Article discusses that freezing in critical moments is also a human reaction. Article asserts that both the Three Mile Island and Deepwater Horizon disasters could have been prevented by instantaneous reactions from operators.

I have previously read that the TMI disaster was a result of a long string of minor issues. For merely one example, there was one piece of equipment wasn’t working, so a ‘danger tag’ was properly hung on the switch or circuit or whatever.

Good. That is what should be done.

Unfortunately, the location of the switch, the length of the string holding the tag, and the size of the tag was exactly the wrong combination so that the paper tag covered a critical warning light. Thus, a flashing light in the middle of a crisis which would have provided one more warning to the operators was covered by the properly hung danger tag.

Maybe, just maybe, if that flashing light had not been covered, none of us would know what TMI means because there would be nothing to talk about.

Resilience

Ironically there is actually a resilient feature in play in this story – something which compensated for other issues.

Article says Jordan Horowitz, La La Land producer, stepped up and announced the actual winner. He had seen the correct card (according to the article) and knew what must be done. While everyone else on stage was sorting out what to do, he had a few moments for ‘sense-making’, realized the problem, and took action. I imagine it was horribly painful to make the announcement, but he did what was urgently needed at that second.

Another irony, according to a different article I read, is that the proper protocol for an announcement error is to tell the presenter and then have the presenter make a correction.

So on one hand, Mr. Horowitz’s announcement was a violation of protocol. He did not follow the plan.

On the other hand, he recognized the error, knew what should be done, knew that no one else was ready to make a correction, and likely realized that sorting out the error, then describing it to Mr. Beatty (or should you tell Ms. Dunaway since she made the announcement? All in favor of Ms. Dunaway raise your hand. Oh, okay, Mr. Beatty it is. Where is he standing, oh yeah, over there), and then having Mr. Beatty step to the mic around all the other people on stage, and then him making an announcement would burn up far more time that it took you to read this intentionally jumbled paragraph. The show could not afford another 30 seconds of tumult with 30 million people on the edge of their seats waiting for the results.

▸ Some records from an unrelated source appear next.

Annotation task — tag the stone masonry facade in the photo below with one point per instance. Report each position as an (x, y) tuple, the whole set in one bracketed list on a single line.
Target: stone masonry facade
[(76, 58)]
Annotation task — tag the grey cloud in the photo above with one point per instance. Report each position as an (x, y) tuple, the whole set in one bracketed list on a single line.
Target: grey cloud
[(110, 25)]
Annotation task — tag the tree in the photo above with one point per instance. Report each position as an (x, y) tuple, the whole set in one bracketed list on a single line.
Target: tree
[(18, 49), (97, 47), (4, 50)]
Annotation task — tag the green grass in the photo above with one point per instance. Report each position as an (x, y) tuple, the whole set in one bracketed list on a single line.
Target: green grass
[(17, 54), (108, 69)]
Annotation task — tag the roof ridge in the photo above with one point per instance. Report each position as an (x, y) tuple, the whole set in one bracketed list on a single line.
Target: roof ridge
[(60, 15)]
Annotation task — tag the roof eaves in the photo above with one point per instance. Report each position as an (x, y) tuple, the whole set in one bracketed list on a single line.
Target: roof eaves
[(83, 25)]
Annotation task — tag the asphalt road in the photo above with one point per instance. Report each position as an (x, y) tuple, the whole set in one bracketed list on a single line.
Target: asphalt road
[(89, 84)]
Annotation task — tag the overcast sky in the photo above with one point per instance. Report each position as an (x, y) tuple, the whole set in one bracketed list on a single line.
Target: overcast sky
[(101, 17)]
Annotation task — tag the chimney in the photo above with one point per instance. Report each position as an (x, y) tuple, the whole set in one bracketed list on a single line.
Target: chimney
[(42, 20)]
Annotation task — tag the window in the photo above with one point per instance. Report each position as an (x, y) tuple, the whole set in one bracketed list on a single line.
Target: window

Mr. Horowitz did what was needed. He broke protocol. Winner corrected. Show on track. Get off stage. Now!

At least one step in the process was resilient.

Lessons learned

So, there are many places that some little thing went wrong, according to the article. Any one of those pieces not going wrong would have prevented the disaster or corrected it far faster. (Auditors call that prevent or detect & correct.)

It looks to me like Mr. Cullinan deserves a large share of the blame. It was his job to hand out the correct envelope. However, we need to keep in mind there are many other places in the process where a little thing went wrong.

Now we have some things we can learn.

I’ll start the list:

  • Assign tasks to people with the right skills.
  • Pay attention to details.
  • Double check yourself multiple times on critical details (check a fourth time that the price is correct in the proposal; check yet again the word “not” is removed from or added to that critical sentence).
  • Try not to create new problems when you add a new procedure to fix a previous problem.
  • If something seems really wrong, stop to figure out what is going on.
  • We can’t change our human nature, so realize we have an inborn tendency to freeze (article says animals that are frightened by the appearance of a predator and freeze as a result might just live longer than an animal that bolts).
  • Build in redundancies.
  • Build in some resilience to procedures.

Your thoughts?

What do you think? Did I misinterpret something? Get something wrong?

What lessons can you learn from this fiasco when you look at it from a disaster theory perspective?

Professional comments welcome. I’ll be the one unilaterally determining what is professional.